Earlier Wednesday, Bolivian and Brazilian officials said Brazil will pay nearly 300 % more for the Bolivian gas it uses to produce electricity in the central state of Mato Grosso. That amounts to less than 10 % of the natural gas Brazil receives from Bolivia for power generation, fuel for cars and cooking gas.
Morales was scheduled to return to Bolivia before dark on Wednesday. But the visit extended into the night in Brasilia, resulting in the deal and the announcement that Morales would sign the agreement with Silva on Thursday.
Amorim said Brazil is trying to craft a new relationship with Bolivia after a year of tensions over the fuel that Latin America’s largest country imports from its Andean neighbor.
Petrobras has vast natural gas operations in Bolivia, and Brazil buys some 26 million cubic meters (918 million cubic feet) of Bolivian natural gas per day, paying slightly more than US$4 per million British thermal units on average. Bolivia wanted Brazil to pay about US$5 per million Btu after reaching a similar agreement with Argentina.
Brazil, South America’s biggest economy, is working to tap other sources of natural gas but it will likely be years before it weans itself from Bolivia.

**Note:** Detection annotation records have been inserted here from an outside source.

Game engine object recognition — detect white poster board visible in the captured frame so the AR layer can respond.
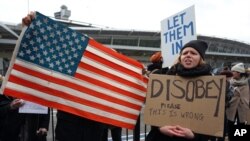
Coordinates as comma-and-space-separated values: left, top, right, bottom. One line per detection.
161, 6, 197, 67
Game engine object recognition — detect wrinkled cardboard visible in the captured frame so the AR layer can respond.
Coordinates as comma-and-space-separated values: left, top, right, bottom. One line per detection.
144, 74, 226, 137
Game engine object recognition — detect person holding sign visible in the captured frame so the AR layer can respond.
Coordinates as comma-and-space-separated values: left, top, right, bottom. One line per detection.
226, 63, 250, 141
146, 40, 214, 141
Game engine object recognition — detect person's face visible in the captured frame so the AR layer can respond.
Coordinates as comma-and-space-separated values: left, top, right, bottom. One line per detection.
180, 47, 201, 69
232, 71, 240, 79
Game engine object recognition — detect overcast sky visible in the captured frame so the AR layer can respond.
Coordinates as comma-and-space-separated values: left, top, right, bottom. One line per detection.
0, 0, 250, 44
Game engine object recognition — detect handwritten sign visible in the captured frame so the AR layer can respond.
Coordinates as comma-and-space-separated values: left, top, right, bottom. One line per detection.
144, 74, 226, 137
161, 6, 197, 67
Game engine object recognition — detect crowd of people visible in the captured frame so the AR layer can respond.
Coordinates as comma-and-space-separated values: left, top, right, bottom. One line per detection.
0, 14, 250, 141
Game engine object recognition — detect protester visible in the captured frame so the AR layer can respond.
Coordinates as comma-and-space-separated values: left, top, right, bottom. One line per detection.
226, 63, 250, 141
103, 125, 122, 141
146, 51, 168, 75
217, 67, 233, 141
0, 94, 24, 141
146, 40, 215, 141
23, 109, 50, 141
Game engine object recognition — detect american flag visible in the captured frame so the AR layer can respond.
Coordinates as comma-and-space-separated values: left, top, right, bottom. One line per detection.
2, 12, 148, 129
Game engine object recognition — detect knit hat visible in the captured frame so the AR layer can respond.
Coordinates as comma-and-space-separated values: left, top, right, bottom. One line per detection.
181, 40, 208, 60
149, 51, 162, 63
220, 67, 233, 77
231, 63, 246, 73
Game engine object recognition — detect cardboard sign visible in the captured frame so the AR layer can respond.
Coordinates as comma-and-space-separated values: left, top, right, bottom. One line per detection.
19, 101, 48, 114
161, 6, 197, 67
144, 74, 226, 137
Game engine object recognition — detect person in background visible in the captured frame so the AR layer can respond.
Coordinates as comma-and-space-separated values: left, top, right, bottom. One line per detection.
217, 67, 233, 141
0, 94, 24, 141
146, 51, 168, 75
146, 40, 214, 141
103, 125, 122, 141
0, 74, 50, 141
226, 63, 250, 141
22, 12, 106, 141
22, 108, 50, 141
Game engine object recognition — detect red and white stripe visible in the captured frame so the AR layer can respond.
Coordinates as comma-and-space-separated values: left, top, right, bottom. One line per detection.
4, 39, 148, 129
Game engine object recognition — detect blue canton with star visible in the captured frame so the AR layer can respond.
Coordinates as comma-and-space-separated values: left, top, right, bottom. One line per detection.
17, 12, 89, 76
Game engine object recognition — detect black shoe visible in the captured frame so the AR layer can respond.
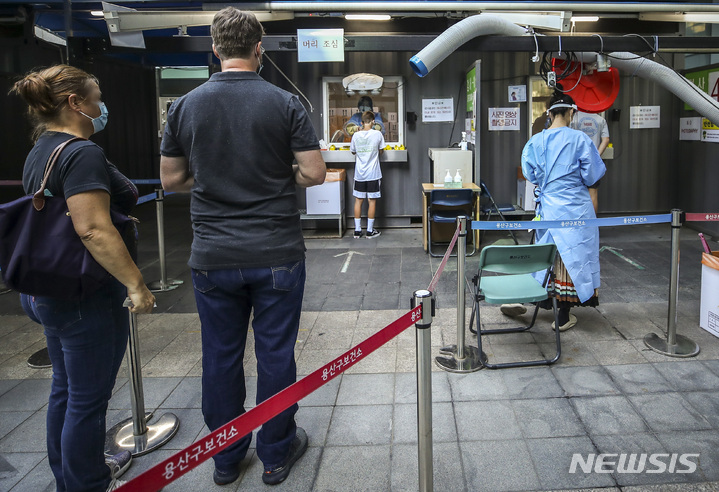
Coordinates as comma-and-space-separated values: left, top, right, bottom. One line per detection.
212, 466, 240, 485
262, 427, 308, 485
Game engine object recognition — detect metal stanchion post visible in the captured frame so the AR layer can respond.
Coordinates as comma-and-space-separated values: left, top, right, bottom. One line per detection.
644, 209, 699, 357
147, 188, 182, 292
435, 216, 482, 372
105, 298, 180, 456
413, 290, 434, 492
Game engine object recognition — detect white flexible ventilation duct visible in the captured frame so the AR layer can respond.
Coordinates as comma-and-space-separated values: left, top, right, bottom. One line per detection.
600, 52, 719, 125
409, 14, 719, 125
409, 14, 527, 77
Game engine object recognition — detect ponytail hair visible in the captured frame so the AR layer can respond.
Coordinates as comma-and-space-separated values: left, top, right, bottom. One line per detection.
9, 65, 97, 141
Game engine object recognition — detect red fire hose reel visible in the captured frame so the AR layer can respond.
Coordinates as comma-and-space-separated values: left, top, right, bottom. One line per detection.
552, 58, 619, 113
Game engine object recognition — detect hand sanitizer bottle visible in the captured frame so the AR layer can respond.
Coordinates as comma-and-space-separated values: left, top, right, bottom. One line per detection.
444, 169, 453, 188
454, 169, 462, 188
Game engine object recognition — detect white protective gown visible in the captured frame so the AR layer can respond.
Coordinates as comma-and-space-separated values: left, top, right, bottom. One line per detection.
522, 127, 607, 302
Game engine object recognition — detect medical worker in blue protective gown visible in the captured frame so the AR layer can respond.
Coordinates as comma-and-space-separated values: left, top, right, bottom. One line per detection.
510, 93, 606, 331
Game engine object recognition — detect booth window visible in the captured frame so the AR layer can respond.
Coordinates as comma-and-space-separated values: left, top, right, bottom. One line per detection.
322, 77, 404, 148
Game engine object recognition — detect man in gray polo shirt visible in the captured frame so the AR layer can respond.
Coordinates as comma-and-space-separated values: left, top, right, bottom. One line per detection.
160, 7, 326, 485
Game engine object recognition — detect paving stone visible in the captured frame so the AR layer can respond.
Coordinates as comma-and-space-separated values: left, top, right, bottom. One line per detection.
604, 364, 670, 394
327, 405, 393, 446
525, 436, 616, 490
392, 402, 457, 444
454, 400, 522, 442
501, 367, 564, 399
313, 446, 392, 491
572, 396, 649, 436
552, 366, 620, 396
390, 442, 467, 492
654, 361, 719, 391
628, 393, 711, 432
337, 374, 394, 405
511, 398, 586, 438
460, 439, 540, 491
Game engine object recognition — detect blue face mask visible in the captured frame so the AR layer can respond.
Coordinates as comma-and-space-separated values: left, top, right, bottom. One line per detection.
80, 102, 109, 133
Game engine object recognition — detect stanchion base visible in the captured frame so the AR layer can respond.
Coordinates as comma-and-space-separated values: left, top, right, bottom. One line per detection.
147, 278, 185, 292
434, 345, 484, 373
644, 333, 699, 357
27, 347, 52, 369
105, 413, 180, 456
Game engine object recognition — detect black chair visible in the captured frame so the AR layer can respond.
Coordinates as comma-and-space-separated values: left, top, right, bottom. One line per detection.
427, 189, 475, 257
479, 179, 519, 244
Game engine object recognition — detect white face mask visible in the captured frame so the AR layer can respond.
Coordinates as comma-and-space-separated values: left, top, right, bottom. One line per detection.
257, 46, 265, 75
80, 102, 109, 133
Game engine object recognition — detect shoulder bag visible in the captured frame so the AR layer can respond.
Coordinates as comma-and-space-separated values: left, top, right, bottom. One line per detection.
0, 138, 132, 300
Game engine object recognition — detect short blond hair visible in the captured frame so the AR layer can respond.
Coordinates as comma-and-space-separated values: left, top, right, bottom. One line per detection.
210, 7, 265, 60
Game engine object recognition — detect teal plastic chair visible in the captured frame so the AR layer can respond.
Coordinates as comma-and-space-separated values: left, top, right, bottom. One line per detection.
469, 244, 562, 369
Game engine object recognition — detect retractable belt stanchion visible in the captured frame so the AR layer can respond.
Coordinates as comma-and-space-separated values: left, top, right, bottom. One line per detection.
105, 298, 180, 456
644, 209, 699, 357
412, 290, 434, 492
147, 188, 182, 292
435, 216, 482, 372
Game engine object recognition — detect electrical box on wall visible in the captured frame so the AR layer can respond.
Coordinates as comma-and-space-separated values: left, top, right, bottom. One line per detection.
155, 67, 210, 139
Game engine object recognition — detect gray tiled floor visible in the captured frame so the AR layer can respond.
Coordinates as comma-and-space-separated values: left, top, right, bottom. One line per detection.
0, 200, 719, 492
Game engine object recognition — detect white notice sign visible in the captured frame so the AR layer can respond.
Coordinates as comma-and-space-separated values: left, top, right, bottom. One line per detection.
679, 116, 702, 140
489, 108, 519, 132
629, 106, 660, 130
422, 97, 454, 123
297, 29, 345, 62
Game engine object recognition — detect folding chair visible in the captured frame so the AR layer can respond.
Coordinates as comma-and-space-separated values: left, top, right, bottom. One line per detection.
427, 189, 475, 257
479, 179, 519, 244
469, 244, 562, 369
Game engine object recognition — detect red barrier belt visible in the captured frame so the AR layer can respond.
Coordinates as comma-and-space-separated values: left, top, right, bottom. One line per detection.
684, 212, 719, 222
427, 226, 459, 292
117, 305, 422, 492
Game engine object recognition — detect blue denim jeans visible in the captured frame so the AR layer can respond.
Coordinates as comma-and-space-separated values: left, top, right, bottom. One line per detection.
20, 279, 129, 492
192, 260, 305, 471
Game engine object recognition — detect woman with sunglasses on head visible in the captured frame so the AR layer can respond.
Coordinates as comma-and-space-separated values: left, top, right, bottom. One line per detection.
11, 65, 155, 492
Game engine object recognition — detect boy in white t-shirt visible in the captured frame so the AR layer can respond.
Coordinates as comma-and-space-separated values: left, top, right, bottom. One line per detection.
569, 111, 609, 213
350, 111, 385, 239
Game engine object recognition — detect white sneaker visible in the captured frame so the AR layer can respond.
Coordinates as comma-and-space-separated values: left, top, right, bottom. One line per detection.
107, 478, 127, 492
499, 304, 527, 318
105, 451, 132, 478
552, 314, 577, 331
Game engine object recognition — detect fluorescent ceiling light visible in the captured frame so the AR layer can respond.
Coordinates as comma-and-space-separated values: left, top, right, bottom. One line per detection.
345, 14, 392, 20
572, 15, 599, 22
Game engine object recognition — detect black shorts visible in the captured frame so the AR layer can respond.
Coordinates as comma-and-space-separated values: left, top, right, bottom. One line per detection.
352, 179, 382, 198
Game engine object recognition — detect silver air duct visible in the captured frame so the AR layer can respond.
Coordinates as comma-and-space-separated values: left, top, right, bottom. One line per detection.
409, 14, 719, 125
409, 14, 527, 77
600, 52, 719, 125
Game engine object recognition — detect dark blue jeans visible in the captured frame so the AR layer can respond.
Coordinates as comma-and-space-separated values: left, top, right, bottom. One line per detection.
192, 260, 305, 471
20, 279, 129, 492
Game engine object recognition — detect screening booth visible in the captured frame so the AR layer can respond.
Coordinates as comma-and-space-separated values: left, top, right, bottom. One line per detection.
1, 0, 718, 244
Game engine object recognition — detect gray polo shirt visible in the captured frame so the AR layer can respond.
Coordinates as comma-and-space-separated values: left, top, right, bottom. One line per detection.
165, 72, 319, 270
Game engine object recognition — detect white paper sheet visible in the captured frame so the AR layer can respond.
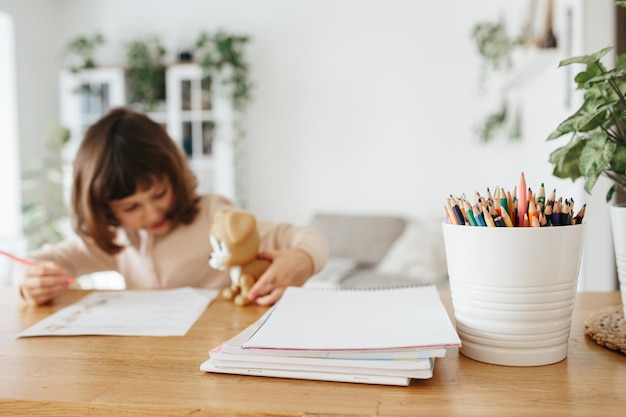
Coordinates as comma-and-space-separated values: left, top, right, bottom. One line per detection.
17, 287, 218, 337
242, 286, 461, 350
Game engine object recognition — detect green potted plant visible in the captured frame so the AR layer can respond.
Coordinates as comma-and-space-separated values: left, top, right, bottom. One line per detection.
22, 123, 70, 249
548, 1, 626, 316
195, 31, 252, 111
126, 36, 167, 111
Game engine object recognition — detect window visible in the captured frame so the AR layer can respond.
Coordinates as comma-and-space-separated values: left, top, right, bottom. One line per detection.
0, 11, 24, 287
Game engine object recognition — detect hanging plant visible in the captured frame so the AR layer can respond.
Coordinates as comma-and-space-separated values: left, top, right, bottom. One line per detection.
22, 123, 70, 250
195, 31, 252, 111
126, 36, 167, 111
67, 33, 106, 72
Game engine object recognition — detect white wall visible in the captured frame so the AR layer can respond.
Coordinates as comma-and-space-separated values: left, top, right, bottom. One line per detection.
0, 0, 612, 290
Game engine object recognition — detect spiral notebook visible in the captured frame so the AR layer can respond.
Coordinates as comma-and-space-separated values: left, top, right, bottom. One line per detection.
242, 285, 461, 350
201, 286, 461, 385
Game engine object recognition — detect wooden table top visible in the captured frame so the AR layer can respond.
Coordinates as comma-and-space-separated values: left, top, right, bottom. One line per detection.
0, 290, 626, 417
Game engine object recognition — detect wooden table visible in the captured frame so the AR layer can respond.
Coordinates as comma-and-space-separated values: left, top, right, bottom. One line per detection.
0, 290, 626, 417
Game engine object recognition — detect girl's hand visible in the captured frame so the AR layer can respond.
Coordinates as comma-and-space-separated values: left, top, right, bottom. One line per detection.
248, 249, 313, 305
20, 261, 74, 305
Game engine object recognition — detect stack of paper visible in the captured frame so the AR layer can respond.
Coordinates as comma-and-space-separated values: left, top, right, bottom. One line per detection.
200, 286, 461, 385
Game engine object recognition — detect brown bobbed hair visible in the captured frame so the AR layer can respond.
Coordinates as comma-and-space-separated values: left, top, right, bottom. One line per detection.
72, 107, 199, 254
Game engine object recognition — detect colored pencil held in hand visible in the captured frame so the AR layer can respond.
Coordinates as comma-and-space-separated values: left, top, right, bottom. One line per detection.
443, 172, 587, 227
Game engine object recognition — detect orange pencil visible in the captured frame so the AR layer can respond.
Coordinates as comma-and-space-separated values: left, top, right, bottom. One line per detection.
517, 172, 527, 226
500, 207, 513, 227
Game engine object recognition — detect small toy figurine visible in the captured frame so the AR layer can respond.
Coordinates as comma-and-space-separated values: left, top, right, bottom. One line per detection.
209, 210, 270, 306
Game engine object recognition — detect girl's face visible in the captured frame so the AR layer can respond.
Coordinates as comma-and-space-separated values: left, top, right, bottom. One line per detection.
109, 178, 174, 236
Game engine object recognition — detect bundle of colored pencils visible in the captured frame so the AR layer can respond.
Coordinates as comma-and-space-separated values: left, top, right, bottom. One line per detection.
444, 172, 587, 227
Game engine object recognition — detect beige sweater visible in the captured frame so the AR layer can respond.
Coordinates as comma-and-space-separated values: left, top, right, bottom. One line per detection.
28, 194, 328, 289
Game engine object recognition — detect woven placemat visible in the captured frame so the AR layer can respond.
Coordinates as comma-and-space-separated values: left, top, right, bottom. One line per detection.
585, 305, 626, 354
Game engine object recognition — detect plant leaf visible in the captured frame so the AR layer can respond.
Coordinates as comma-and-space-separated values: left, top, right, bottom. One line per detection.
549, 136, 585, 181
559, 46, 613, 68
611, 146, 626, 174
579, 130, 617, 180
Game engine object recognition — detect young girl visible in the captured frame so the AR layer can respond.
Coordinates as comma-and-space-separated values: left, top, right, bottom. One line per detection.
20, 108, 328, 305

Morales has said his country essentially “subsidizes” gas sales to Brazil, but Brazilian officials have long contended the current price was compatible with market prices.
Morales swept to power in 2005 as Bolivia’s first Indian president after promising to nationalize his poor nation’s energy industry. Last May, he sent troops to guard foreign gas production facilities after announcing his effort to assert state control over the entire chain of production.The two chiefs of state also were expected to sign agricultural accords, including deals to sell Brazilian foot-and-mouth vaccines and tractors to Bolivia.